NEW YORK — Despite statements by R.H. Macy & Co. to the contrary, there can be little doubt that the sudden entry last week of Federated Department Stores as a possible buyer will speed up its reorganization.
It’s been just about two years since Macy’s filed its Chapter 11 petition and the retailer is still plodding along, working out its operating problems before tackling the chore of dealing with its creditors.
The fact that its top merchant, Roger Farah, doesn’t start until July 1 is a clear indication that Macy has not seemed to be in any hurry to emerge from Chapter 11.

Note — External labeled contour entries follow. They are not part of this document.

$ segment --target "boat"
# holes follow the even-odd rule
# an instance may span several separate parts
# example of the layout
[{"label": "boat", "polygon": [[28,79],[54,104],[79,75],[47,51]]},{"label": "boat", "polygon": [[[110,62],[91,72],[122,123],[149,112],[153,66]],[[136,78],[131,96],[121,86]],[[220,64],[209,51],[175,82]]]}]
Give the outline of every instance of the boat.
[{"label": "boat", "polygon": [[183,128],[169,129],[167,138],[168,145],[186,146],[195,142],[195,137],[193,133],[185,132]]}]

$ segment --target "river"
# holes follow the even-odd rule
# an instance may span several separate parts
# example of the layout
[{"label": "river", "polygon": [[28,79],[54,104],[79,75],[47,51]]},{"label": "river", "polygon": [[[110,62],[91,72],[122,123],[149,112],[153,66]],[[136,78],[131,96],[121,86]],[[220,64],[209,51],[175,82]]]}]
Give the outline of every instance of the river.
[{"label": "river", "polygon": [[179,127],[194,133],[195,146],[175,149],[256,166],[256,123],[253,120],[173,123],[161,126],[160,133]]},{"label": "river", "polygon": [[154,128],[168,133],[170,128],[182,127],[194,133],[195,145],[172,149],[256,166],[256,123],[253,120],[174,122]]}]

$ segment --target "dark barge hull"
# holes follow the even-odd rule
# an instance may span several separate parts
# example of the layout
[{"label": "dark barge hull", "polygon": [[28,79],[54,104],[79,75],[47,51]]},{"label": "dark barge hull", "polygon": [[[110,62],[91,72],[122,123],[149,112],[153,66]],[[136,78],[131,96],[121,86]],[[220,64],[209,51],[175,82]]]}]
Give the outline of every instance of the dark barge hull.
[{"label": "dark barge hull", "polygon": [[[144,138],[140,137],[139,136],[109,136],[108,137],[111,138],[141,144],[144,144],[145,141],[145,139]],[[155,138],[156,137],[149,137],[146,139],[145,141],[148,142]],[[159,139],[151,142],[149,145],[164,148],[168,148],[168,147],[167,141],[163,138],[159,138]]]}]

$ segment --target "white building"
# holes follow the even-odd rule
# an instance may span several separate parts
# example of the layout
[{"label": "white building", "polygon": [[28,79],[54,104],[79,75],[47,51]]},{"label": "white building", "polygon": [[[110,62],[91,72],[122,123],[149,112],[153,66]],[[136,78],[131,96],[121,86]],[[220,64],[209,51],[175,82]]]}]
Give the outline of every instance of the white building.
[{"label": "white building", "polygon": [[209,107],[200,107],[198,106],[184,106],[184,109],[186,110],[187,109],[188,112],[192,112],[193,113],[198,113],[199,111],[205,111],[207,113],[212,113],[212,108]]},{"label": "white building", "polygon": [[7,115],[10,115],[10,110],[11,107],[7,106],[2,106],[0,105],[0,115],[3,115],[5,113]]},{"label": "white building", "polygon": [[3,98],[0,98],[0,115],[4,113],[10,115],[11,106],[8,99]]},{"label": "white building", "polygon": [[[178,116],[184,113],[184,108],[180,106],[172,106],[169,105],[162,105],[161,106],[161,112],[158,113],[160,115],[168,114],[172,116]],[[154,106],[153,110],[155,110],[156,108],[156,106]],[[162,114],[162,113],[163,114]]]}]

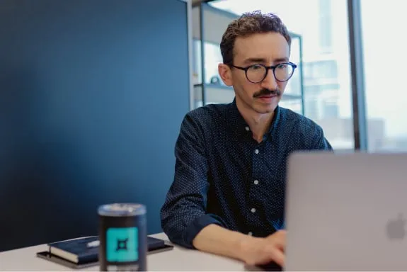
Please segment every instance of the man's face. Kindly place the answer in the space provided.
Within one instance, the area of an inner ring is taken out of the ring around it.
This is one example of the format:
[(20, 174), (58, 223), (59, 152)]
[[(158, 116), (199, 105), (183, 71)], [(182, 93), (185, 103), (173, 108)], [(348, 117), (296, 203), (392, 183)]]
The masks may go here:
[[(270, 67), (288, 62), (289, 57), (288, 42), (281, 34), (253, 34), (236, 39), (233, 64), (240, 67), (247, 67), (253, 64)], [(251, 70), (253, 72), (252, 75), (256, 72), (256, 69), (263, 70), (260, 66), (256, 67)], [(225, 84), (233, 86), (236, 101), (239, 100), (245, 108), (258, 113), (268, 113), (275, 109), (287, 83), (287, 81), (277, 80), (273, 69), (268, 69), (267, 76), (258, 83), (251, 82), (246, 77), (245, 71), (235, 67), (220, 64), (219, 70)], [(278, 74), (277, 70), (276, 74)]]

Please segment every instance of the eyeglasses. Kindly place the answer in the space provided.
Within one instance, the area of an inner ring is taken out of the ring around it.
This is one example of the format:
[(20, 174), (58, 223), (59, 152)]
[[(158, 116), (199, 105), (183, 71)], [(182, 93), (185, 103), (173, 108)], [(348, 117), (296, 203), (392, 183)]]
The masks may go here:
[(265, 66), (263, 64), (253, 64), (247, 67), (231, 65), (233, 67), (243, 70), (247, 80), (251, 83), (259, 83), (265, 79), (269, 69), (273, 70), (274, 77), (277, 81), (287, 81), (292, 76), (297, 65), (292, 62), (280, 63), (275, 66)]

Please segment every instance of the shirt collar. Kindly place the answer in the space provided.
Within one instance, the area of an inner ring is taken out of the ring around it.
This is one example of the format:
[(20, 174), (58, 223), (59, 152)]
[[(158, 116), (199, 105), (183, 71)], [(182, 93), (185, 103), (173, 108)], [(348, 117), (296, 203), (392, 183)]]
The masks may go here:
[[(236, 98), (234, 98), (233, 101), (229, 104), (229, 114), (231, 120), (230, 124), (234, 129), (236, 130), (239, 134), (247, 133), (249, 131), (250, 128), (248, 125), (237, 108)], [(270, 126), (270, 129), (267, 133), (268, 135), (271, 135), (273, 132), (275, 131), (275, 128), (280, 120), (280, 108), (277, 106), (274, 110), (272, 125)]]

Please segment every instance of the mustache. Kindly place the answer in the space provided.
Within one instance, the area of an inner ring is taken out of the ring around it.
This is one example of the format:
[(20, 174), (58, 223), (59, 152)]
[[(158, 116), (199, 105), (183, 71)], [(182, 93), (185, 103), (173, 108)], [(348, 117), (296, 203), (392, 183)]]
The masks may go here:
[(268, 89), (263, 89), (253, 95), (253, 98), (263, 96), (280, 96), (281, 91), (279, 89), (269, 90)]

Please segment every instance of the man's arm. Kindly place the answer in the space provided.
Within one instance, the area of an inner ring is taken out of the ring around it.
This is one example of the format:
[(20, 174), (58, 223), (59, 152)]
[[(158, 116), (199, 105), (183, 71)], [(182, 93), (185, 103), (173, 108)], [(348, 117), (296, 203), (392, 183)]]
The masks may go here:
[(332, 146), (325, 137), (323, 130), (319, 125), (316, 126), (315, 135), (314, 136), (314, 143), (312, 149), (333, 151)]

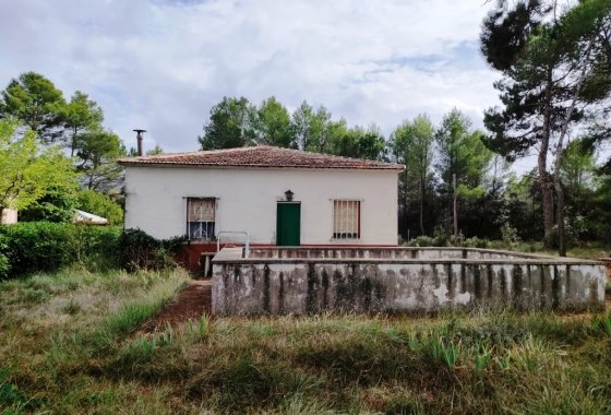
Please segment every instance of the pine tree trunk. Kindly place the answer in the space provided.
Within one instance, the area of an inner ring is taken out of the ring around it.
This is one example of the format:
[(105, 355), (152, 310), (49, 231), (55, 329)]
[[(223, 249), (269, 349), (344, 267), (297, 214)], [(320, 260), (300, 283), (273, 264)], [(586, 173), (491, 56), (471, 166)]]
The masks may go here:
[(553, 228), (553, 199), (550, 178), (548, 175), (548, 150), (550, 146), (551, 135), (551, 90), (553, 86), (552, 72), (548, 71), (548, 84), (546, 92), (546, 109), (543, 111), (543, 130), (541, 132), (541, 147), (539, 149), (539, 157), (537, 158), (537, 167), (539, 171), (539, 183), (541, 186), (541, 195), (543, 198), (543, 247), (552, 246), (552, 228)]
[(424, 179), (420, 177), (420, 235), (424, 235)]
[(452, 186), (454, 187), (454, 240), (458, 238), (458, 195), (456, 194), (456, 174), (452, 175)]
[(566, 257), (566, 237), (564, 235), (564, 191), (560, 182), (560, 173), (554, 171), (554, 189), (556, 195), (558, 218), (558, 254)]

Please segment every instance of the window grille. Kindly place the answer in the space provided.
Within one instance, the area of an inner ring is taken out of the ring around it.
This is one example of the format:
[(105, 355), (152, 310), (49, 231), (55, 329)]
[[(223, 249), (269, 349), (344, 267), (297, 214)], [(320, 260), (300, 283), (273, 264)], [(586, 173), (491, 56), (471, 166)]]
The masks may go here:
[(187, 235), (189, 239), (214, 239), (216, 199), (187, 199)]
[(361, 202), (358, 200), (333, 201), (333, 239), (361, 237)]

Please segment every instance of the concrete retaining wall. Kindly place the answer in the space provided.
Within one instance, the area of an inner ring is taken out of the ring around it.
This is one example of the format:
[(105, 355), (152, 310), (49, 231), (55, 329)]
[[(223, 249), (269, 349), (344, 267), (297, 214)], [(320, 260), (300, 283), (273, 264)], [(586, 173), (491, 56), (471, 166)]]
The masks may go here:
[(244, 259), (241, 249), (226, 248), (213, 273), (216, 315), (604, 306), (598, 262), (505, 251), (261, 249)]

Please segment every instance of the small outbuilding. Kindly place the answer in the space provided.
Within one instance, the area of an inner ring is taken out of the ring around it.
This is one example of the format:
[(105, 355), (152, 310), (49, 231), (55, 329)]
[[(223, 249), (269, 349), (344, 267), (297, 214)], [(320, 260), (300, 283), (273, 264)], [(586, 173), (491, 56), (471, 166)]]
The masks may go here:
[[(120, 158), (125, 227), (190, 246), (396, 246), (398, 164), (273, 146)], [(240, 241), (243, 239), (240, 239)], [(201, 251), (207, 249), (200, 248)]]

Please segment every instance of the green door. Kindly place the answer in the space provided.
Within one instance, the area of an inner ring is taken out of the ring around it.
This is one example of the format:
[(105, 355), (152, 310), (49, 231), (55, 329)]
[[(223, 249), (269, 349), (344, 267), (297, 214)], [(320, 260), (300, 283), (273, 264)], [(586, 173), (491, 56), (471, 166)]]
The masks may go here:
[(301, 203), (278, 203), (276, 245), (297, 247), (301, 244)]

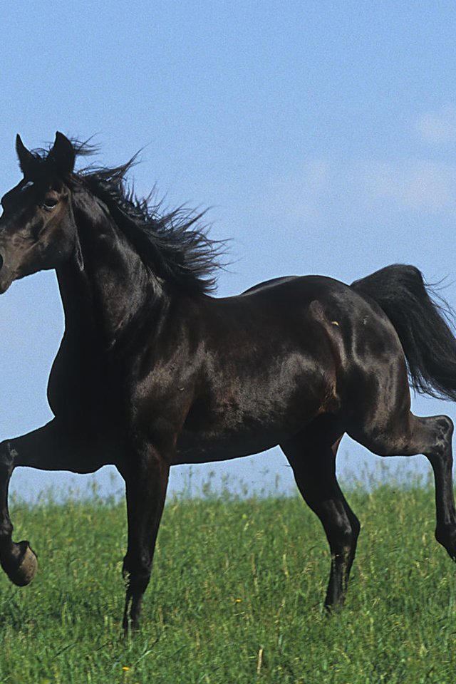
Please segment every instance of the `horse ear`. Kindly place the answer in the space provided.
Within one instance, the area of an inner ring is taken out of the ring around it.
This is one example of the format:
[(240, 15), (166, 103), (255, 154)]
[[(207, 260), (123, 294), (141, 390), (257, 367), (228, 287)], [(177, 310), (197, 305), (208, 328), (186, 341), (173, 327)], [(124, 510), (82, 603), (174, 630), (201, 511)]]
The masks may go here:
[(57, 131), (54, 144), (49, 150), (47, 162), (52, 164), (59, 175), (67, 175), (74, 169), (76, 154), (71, 141), (63, 133)]
[(16, 136), (16, 152), (24, 177), (31, 176), (32, 170), (36, 165), (36, 158), (30, 150), (27, 150), (19, 133)]

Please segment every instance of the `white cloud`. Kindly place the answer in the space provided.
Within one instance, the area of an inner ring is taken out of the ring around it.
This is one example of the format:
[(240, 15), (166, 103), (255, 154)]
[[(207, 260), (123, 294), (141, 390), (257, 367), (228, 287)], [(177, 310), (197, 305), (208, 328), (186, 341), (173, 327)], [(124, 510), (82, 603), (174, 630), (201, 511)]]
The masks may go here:
[(425, 142), (456, 142), (456, 105), (422, 114), (416, 120), (415, 130)]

This sharply contrasts with Federated, which was able to complete its Chapter 11 plan in two years, wipe out much of its debt through a debt-for- equity swap and emerge in February 1992 as a slimmed-down, profitable retailer.
Federated came out of Chapter 11 with its debt reduced from $8.2 billion to $3.5 billion and its annual interest costs cut from $606 million to $259 million. It also turned a $1.7 billion deficit into a net worth of $1.5 billion. By the spring of 1992, Federated was able to tap the stock market to raise some new money and further reduce its debt by $950 million. The issue came out at $11.50. The stock closed Friday at 221/8 on the New York Stock Exchange.
The Federated move last week generated an orgy of speculation about breaking up Macy’s, with Dillard Department Stores and possibly May Department Stores said to be interested in picking out some choice pieces. At the moment, however, Federated is the only company that has said publicly it would like to merge with Macy’s.
It remains a long way from a done deal. To start with, Federated’s purchase of one-half of the $1 billion mortgage claim of Prudential Insurance Co. just places Federated on the periphery of the Macy Chapter 11. A major reason Federated bought the claim is that it is regarded as a pretty safe bet to be paid in full with interest. But for that very reason, Federated would not have a vote in the final Chapter 11 plan unless it gets the cooperation of other creditors or buys up other claims.
Under Chapter 11, only creditors whose claims are “impaired” by the reorganization plan get to vote. That is, a creditor who’s not going to get paid in full gets the opportunity to say whether or not the offer is acceptable. A creditor who gets full payment has nothing to accept or not accept.
If Federated was merely making an investment for the spread between the 12 percent interest rate on the mortgages and its money cost of around 5 percent, nobody would get too excited.
But since Federated is clearly in it for much more, the pressure is on Macy’s to come up with something to head off the Cincinnati-based company. Just talking about reducing expenses and improving its buying procedures in a five-year plan is no longer enough to keep its creditors at bay.
Although Macy’s still holds the exclusive right to file a plan until March 15 and will probably get a further extension when that expires, if Federated can come up with a plan supported by Macy’s creditors and move to dissolve the exclusivity, the bankruptcy judge would have to take Federated seriously.